Sailfish, blue marlin, white marlin, swordfish, shark, yellowfin tuna, blackfin tuna, bigeye tuna, skipjack tuna, mahi mahi, and wahoo are all found in our waters. There is a bit of a season for some species, so consult our chart.
Although a bit less-desirable, barracuda is a common game fish caught.
Edible fish such as tuna, wahoo, mahi mahi and mackerel are usually kept and preserved in coolers, so you’ll have the option of cooking your catch, or having one of our excellent local restaurants prepare it.
Billfish are typically tagged and released.
Providenciales offers several tour operators fishing business to choose from. Rates tend to be relatively similar.
There’s relatively few deep sea sport fishing companies in the Turks and Caicos, so to ensure availability, we advise that any excursion be reserved well in advance of your arrival date.
Refreshments and snacks are typically included on excursions, along with lunch for trips longer than half a day.
40 to 50 foot sport fishing boat (manufactured by such companies as Bertram, Viking and Hatteras) are the common choice for deep sea sport fishing. These vessels often have fully-equipped cabins and lavatories, and some are suitable for overnight adventures. Some businesses offer deep sea fishing excursions on smaller open boats, but we recommend the full sport fishing boats for full day trips and when conditions aren’t optimal.
There are several sport fishing events that take place in the Turks and Caicos many of which are smaller local competitions.
The primary billfish and game fish tournaments are the annual Caicos Classic IGFA Billfish Release, and the Grand Turk Fishing Tournament. Both of these are multiple day events.
The Caicos Islands are ideally suited for bonefishing. Beautiful and expansive crystal-clear shallows line the southern coasts of Providenciales, Pine Cay, North Caicos, Middle Caicos and East Caicos, and the vast majority of these regions see very little human intrusion.
Many interior and sheltered sites are also found on the main islands. Along with bonefish, barracuda is also very common throughout the shallows of the country.
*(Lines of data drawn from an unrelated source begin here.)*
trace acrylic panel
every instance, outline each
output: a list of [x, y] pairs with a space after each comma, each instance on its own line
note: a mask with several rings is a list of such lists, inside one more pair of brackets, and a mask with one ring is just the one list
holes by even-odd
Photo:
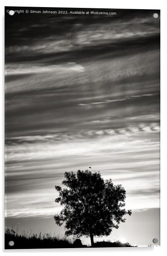
[[160, 246], [160, 10], [5, 16], [5, 249]]

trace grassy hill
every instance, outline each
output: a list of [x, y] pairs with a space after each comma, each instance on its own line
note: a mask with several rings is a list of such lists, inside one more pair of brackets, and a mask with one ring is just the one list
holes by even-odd
[[[9, 245], [10, 241], [13, 241], [13, 246]], [[5, 249], [28, 249], [40, 248], [72, 248], [88, 247], [82, 245], [80, 239], [73, 242], [66, 237], [60, 238], [58, 236], [52, 236], [49, 234], [20, 234], [12, 229], [7, 228], [5, 233]], [[95, 243], [95, 247], [131, 247], [126, 243], [121, 244], [119, 241], [112, 242], [103, 241]]]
5-12 pound (2.25- 5.45 kg) is the common size range of bonefish.
It’s very easy to get to these scenic sites. Simply drive to the regions shown above and stop wherever it looks promising.
Many of the local fishing tour businesses offer bonefishing excursions. Flats boats and skiffs (suitable for poling) with spotting platforms are the typical watercraft used, but transport to wading sites is also common.
Another fishing genre that’s increasing in popularity in the Turk and Caicos is lionfish hunting.
The lionfish is a venomous and invasive fish from the Indo-Pacific that’s taking hold in the warmer Atlantic waters. The lionfish preys on smaller reef fish and has an insatiable appetite, which can damage and change existing food chains, and ultimately result in reef deterioration.
The spines on the lionfish are capable of causing an extremely painful sting to humans, which in rare cases can cause temporary paralysis.
The most common method for catching lionfish both in the Turks and Caicos and globally is by spear or pole spear, and in fact the lionfish is the only species in the country that may be collected in nature reserves and national parks, be speared, and be harvested with scuba diving equipment.
Lionfish are actually excellent and safe eating, with a white flaky texture and a taste similar to grouper. They also have one of the highest percentage of fillet to total weight ratios – with up to 33% of weight being edible and clean fillet. To hunt lionfish, a license must be obtained from the Department of Environment and Coastal Resources (DECR). On Providenciales, their offices are located in the National Environmental Centre in the Bight. Before fishing, it’s important to learn about safely hunting and cleaning lionfish from someone experienced before attempting to do so on your own.